Notices: Can you give some examples of controversial ideas in mathematics?
Chern: One thing is that some of the papers nowadays are too long. Like the classification of finite simple groups. Who is going to read 1,000 pages of proof? Or even the proof of the 4-color problem. I think people have to make mathematics interesting. I think mathematics won’t die soon. It will be around for some time, because there are a lot of beautiful things to be done. And mathematics is individual. I don’t believe you can do mathematics with a group. Basically, it’s individual. So it’s easy to carry on. Mathematics does not need much equipment. It’s not like other sciences. They need more material support than mathematics. So our subject will last for some time. Now, human civilization, I don’t know how long it will last. That’s a very much bigger problem. But mathematics itself, we will get along for some time.
At the age of eighty-six Chern continues to do mathematics.

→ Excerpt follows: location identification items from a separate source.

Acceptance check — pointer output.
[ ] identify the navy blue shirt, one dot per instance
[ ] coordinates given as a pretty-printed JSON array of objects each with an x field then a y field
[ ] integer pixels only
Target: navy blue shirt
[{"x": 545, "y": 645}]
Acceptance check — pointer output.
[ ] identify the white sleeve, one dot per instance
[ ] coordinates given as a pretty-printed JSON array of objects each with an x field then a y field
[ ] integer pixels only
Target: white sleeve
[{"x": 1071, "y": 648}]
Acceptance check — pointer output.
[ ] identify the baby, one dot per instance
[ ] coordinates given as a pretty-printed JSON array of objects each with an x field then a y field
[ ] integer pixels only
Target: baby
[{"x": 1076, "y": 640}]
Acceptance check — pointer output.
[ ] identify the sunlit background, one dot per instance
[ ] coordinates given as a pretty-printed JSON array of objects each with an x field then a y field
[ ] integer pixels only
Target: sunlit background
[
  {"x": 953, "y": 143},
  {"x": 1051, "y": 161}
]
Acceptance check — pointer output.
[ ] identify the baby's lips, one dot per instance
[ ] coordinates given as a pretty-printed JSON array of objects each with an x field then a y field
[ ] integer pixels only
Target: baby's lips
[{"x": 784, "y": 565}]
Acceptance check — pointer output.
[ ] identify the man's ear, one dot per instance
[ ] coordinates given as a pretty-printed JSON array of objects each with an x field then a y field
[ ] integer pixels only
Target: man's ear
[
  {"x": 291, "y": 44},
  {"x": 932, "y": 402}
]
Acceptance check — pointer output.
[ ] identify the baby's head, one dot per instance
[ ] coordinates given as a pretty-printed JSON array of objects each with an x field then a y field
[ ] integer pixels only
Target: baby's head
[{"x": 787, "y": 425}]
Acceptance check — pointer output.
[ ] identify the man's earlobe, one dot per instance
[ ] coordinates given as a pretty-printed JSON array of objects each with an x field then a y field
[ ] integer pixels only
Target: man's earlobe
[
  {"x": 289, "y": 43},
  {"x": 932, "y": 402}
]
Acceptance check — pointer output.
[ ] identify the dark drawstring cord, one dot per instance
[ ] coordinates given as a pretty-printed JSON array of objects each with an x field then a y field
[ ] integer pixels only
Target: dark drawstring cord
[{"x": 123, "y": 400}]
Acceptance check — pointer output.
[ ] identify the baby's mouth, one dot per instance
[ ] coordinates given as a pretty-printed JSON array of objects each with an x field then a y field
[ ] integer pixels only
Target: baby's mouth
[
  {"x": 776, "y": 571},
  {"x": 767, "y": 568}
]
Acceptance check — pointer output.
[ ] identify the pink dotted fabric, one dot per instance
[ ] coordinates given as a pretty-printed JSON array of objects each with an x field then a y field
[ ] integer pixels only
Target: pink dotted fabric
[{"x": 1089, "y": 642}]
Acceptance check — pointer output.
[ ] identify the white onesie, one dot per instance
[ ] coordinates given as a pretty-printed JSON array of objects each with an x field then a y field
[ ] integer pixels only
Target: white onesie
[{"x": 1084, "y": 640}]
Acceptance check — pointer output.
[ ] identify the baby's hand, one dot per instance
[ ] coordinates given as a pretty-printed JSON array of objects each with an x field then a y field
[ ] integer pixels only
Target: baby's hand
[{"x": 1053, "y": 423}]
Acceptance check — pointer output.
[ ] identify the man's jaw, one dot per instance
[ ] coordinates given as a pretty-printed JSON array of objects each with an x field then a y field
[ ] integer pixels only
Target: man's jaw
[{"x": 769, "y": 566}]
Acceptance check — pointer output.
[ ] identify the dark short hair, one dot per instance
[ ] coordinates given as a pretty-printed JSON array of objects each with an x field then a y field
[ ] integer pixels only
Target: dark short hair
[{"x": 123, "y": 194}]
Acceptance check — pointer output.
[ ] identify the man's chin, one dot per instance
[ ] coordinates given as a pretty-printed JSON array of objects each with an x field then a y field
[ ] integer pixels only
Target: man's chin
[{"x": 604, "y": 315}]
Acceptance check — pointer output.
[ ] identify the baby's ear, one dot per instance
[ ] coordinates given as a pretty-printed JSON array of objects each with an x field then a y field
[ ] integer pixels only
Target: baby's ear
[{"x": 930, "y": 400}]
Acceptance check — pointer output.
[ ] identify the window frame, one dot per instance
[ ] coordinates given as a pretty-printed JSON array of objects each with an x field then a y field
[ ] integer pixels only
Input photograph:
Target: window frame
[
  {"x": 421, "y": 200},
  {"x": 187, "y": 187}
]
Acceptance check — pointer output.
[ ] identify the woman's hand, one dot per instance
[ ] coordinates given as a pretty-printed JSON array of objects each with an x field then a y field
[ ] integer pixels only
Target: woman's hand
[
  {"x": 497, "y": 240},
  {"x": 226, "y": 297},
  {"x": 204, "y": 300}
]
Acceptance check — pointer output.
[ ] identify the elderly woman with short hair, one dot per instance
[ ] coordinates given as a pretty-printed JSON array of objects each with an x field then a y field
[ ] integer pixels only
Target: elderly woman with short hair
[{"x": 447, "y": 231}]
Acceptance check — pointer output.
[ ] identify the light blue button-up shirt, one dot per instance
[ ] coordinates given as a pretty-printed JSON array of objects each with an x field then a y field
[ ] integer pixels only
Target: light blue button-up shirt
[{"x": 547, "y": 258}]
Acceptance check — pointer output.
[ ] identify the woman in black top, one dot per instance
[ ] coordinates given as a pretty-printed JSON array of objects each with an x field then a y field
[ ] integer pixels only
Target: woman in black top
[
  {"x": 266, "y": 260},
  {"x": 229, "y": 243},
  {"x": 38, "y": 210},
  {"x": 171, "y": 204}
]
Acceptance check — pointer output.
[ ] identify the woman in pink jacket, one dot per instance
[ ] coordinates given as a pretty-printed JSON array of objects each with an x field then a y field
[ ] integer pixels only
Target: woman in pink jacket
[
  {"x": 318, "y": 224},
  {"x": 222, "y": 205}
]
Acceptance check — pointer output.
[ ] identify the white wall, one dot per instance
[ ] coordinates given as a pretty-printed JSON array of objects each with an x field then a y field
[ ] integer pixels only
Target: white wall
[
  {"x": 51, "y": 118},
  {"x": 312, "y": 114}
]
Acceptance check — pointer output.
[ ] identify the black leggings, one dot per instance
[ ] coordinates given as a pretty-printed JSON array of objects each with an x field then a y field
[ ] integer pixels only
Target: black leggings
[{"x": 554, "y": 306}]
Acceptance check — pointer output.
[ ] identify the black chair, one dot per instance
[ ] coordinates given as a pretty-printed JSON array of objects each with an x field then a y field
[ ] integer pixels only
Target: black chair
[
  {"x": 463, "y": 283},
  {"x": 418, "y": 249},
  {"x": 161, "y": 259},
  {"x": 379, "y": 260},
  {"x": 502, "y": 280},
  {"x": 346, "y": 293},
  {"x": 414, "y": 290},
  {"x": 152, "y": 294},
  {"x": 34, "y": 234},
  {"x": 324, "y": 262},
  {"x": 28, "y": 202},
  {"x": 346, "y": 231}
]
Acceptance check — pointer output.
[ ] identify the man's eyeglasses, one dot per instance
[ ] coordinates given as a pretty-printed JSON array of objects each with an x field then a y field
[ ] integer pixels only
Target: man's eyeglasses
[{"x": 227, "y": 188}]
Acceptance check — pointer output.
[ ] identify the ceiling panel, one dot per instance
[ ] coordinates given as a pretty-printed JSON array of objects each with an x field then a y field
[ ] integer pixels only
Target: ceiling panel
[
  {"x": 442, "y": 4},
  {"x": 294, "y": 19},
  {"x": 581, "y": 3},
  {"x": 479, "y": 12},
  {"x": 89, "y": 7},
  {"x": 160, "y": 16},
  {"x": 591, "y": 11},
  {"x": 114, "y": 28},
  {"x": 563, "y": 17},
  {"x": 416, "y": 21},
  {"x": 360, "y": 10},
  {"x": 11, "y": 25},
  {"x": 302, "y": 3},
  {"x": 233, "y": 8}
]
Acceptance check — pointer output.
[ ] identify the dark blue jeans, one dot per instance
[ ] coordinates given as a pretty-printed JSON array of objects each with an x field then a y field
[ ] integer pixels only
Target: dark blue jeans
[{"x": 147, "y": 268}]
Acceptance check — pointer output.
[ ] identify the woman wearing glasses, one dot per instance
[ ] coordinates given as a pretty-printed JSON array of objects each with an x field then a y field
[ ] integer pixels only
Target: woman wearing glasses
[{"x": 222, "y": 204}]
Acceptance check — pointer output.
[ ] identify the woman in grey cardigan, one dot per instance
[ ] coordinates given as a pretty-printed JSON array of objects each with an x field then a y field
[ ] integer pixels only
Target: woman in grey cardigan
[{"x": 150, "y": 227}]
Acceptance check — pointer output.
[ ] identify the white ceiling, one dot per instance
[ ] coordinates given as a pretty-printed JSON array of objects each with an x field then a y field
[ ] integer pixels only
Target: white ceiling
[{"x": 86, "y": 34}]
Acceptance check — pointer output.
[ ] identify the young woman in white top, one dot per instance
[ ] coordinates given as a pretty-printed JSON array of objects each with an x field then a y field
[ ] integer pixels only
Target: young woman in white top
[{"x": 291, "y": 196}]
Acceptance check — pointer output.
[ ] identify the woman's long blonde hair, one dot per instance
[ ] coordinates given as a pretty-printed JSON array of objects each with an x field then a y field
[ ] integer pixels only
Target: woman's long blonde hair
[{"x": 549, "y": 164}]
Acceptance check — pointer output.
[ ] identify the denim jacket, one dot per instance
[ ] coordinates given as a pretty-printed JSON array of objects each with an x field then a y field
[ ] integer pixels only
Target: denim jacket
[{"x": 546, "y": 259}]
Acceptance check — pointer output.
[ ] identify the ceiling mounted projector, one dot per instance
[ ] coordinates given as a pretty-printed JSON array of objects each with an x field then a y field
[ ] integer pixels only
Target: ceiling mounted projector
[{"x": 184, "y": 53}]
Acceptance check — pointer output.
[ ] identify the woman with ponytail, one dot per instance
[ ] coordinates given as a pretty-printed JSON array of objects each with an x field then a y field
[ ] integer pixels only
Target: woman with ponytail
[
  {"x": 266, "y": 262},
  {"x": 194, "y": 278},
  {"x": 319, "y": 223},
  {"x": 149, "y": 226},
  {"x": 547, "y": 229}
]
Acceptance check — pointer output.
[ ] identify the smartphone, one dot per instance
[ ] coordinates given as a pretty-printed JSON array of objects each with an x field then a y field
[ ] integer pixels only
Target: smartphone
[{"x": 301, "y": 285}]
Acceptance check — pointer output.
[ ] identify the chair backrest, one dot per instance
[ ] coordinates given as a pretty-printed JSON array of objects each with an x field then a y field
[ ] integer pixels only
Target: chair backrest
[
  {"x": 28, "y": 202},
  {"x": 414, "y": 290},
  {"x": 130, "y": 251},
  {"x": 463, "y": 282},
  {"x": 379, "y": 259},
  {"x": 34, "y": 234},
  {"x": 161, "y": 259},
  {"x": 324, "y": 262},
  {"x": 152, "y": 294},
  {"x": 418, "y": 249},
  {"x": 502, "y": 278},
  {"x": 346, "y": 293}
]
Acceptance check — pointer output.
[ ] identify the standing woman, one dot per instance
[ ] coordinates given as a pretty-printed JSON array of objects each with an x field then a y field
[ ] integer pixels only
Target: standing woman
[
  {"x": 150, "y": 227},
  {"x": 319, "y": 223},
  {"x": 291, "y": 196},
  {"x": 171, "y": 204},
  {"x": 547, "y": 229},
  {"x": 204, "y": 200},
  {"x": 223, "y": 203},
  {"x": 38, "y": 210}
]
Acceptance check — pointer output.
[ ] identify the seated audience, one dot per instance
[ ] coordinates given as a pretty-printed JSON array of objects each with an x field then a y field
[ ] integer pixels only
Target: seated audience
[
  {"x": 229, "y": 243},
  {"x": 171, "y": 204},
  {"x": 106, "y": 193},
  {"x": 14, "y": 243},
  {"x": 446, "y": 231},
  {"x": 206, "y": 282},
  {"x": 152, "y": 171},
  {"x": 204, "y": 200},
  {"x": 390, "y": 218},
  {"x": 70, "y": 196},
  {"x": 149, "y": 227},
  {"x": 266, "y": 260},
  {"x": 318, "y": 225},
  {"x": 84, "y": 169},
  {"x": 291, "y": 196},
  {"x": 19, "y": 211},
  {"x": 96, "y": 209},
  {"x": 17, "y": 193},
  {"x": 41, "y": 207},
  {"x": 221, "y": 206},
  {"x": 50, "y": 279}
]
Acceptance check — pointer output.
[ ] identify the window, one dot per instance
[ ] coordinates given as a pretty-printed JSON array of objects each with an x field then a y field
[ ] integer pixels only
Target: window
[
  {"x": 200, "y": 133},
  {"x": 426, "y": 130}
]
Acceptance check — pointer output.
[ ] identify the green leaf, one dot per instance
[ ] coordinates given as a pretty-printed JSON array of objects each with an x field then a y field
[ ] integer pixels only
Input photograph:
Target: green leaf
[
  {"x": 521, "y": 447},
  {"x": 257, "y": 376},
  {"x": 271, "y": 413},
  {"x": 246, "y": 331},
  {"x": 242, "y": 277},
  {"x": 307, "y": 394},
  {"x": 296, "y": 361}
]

In recent years he has been especially interested in Finsler geometry, which he discussed in a Notices article two years ago (“Finsler geometry is just Riemannian geometry without the quadratic restriction”, September 1996, pages 959–963).
Chern: Finsler geometry is much broader than Riemannian geometry and can be treated in an elegant way. It will be the subject of the basic course on differential geometry within the next ten years in many universities.
I have no difficulty in mathematics, so when I do mathematics, I enjoy it. And therefore I’m always doing mathematics, because the other things I cannot do. Like now, I am retired for many years, and people ask me if I still do mathematics. And I think my answer is, it’s the only thing I can do. There is nothing else I can do. And this has been true throughout my life.